I sit up, yanking the comforter over me, and twist around to look down on him, assessing. I hate secrets. The reporter half of my brain is pitching out disaster scenarios faster than I can bat them away.
Can I keep a secret? What kind of a question is that?
“Um, keeping a secret, that’s the reporter’s credo, right?” I smile, trying for adorable-cheerful. Maybe I’ve misread his mood. I squint at the digital alarm clock. It’s hard to be perceptive at 3:34 a.m. “Confidential sources stay
confidential? And hey, I didn’t call Maysie to tell her about the engagement, how about that? If I can keep our news from my own best friend?”
Josh isn’t laughing. He scoots up, back to headboard, grabbing his half of the comforter. “It’s Bexter,” he says. He leans over, gives me a quick kiss. “I’m sorry, sweets, to be distracted. Tonight, especially. But you know Dorothy Wirt? The Head’s assistant?”
I nod. Josh tells me she’s such a snoop, he secretly calls her Miss Marple. Gray hair, cardigans with brooch. A mental pack rat. Organized as a dictionary.
“Well, the Head and I found her at her desk a few days ago. Crying.” He blinks, remembering.
“She was in tears. Inconsolable. It took a lot of convincing, but she finally told us she’s been getting some pretty disturbing phone calls. She didn’t want to tell, she insisted, didn’t want to ‘alarm’ the Head. I mean, I think it’s more alarming that she tried to keep it to herself.”
Josh holds up a hand. Stopping his own story.
“She may have a point,” he says, sighing. “It could be the first of this year’s Bexter senior pranks. But Dorothy told us someone called Bexter and, using an obviously disguised voice, asked, ‘Do you know where your children are?’ That must be a student. It’s so ridiculous. Clichéd. Right from some made-for-TV movie. Maybe it’s nothing.”

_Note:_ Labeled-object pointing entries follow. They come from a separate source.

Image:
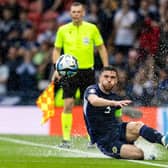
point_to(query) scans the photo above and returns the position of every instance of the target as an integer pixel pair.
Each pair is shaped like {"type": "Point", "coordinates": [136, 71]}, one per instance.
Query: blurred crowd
{"type": "Point", "coordinates": [135, 34]}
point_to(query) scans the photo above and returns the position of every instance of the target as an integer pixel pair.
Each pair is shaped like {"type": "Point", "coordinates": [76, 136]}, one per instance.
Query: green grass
{"type": "Point", "coordinates": [18, 151]}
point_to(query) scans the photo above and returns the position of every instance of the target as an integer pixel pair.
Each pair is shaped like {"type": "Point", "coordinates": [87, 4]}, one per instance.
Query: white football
{"type": "Point", "coordinates": [67, 65]}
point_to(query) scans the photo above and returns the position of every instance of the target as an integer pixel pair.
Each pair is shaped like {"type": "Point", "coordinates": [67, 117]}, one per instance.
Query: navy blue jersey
{"type": "Point", "coordinates": [99, 120]}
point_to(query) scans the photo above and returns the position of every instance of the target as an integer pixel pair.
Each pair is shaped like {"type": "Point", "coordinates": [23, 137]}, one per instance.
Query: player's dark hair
{"type": "Point", "coordinates": [109, 68]}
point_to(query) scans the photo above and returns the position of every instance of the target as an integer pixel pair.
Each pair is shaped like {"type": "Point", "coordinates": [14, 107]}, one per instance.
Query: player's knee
{"type": "Point", "coordinates": [134, 127]}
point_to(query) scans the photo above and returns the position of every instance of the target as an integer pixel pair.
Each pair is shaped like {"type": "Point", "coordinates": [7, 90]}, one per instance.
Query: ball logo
{"type": "Point", "coordinates": [114, 149]}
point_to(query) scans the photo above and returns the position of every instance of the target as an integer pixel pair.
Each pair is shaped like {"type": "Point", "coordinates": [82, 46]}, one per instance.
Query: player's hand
{"type": "Point", "coordinates": [122, 103]}
{"type": "Point", "coordinates": [55, 77]}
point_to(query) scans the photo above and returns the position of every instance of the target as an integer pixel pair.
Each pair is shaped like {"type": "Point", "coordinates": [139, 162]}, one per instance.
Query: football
{"type": "Point", "coordinates": [67, 65]}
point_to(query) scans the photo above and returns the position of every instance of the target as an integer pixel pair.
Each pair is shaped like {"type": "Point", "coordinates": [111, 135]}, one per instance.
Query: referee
{"type": "Point", "coordinates": [77, 38]}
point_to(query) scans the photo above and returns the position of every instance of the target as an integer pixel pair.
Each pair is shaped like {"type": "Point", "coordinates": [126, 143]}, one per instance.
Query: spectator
{"type": "Point", "coordinates": [13, 62]}
{"type": "Point", "coordinates": [124, 20]}
{"type": "Point", "coordinates": [132, 64]}
{"type": "Point", "coordinates": [4, 75]}
{"type": "Point", "coordinates": [118, 60]}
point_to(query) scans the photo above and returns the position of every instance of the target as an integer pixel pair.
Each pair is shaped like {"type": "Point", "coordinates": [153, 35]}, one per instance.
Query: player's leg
{"type": "Point", "coordinates": [87, 78]}
{"type": "Point", "coordinates": [66, 118]}
{"type": "Point", "coordinates": [136, 129]}
{"type": "Point", "coordinates": [129, 151]}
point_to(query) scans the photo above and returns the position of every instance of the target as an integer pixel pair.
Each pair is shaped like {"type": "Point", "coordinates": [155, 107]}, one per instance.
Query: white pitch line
{"type": "Point", "coordinates": [85, 154]}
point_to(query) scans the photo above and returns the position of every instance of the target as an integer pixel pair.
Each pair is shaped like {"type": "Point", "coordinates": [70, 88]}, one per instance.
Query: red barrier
{"type": "Point", "coordinates": [78, 126]}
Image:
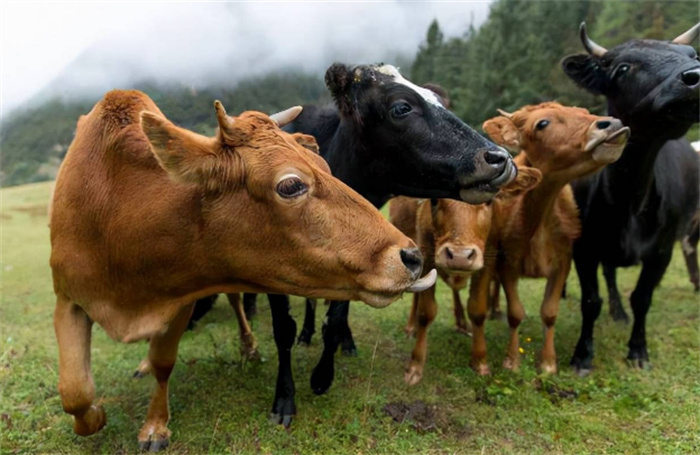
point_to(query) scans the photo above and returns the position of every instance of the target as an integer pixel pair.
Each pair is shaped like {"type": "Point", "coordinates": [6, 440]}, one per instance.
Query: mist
{"type": "Point", "coordinates": [84, 49]}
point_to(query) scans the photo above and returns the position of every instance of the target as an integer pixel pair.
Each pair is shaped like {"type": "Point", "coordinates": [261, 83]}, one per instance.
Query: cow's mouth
{"type": "Point", "coordinates": [483, 191]}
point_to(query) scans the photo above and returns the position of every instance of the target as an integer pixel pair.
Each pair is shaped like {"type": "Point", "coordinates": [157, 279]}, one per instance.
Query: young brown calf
{"type": "Point", "coordinates": [147, 217]}
{"type": "Point", "coordinates": [533, 233]}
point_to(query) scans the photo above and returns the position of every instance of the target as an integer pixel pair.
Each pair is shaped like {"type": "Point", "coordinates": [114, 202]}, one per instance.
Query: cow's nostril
{"type": "Point", "coordinates": [691, 77]}
{"type": "Point", "coordinates": [495, 157]}
{"type": "Point", "coordinates": [413, 260]}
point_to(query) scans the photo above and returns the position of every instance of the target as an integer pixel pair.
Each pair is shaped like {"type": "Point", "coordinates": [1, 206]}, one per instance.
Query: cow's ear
{"type": "Point", "coordinates": [527, 179]}
{"type": "Point", "coordinates": [187, 157]}
{"type": "Point", "coordinates": [339, 79]}
{"type": "Point", "coordinates": [586, 71]}
{"type": "Point", "coordinates": [503, 132]}
{"type": "Point", "coordinates": [306, 141]}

“I don’t know, Josh,” I say, mulling it over. My sleep-deprived brain is beginning to churn. It’s clearly not nothing. “All those Bexter students with rich and famous parents. Doesn’t Headmaster Forrestal want to call in the police? Even the FBI? Isn’t there caller ID? A pattern to the calls? To the timing? What about the parents?”
Now I’m wide-awake. Penny. Bexter. “And hey—I’m a parent. Or will be, soon. And you are, too.”
“Nope. Nothing.” His hands smooth the comforter in front of him. Again. And again.
I’m confused. “Nothing what?”
“No pattern. No caller ID. Sometimes there’s no one on the line at all, Dorothy says. The number is blocked so it doesn’t come up on caller ID. And no to the cops, too. The Head is insisting. He says, since there are no specifics, there’s nothing to investigate. ‘It’s not like it’s a bomb threat.’ In that voice of his.” He raises his eyebrows, miming an aloof demeanor.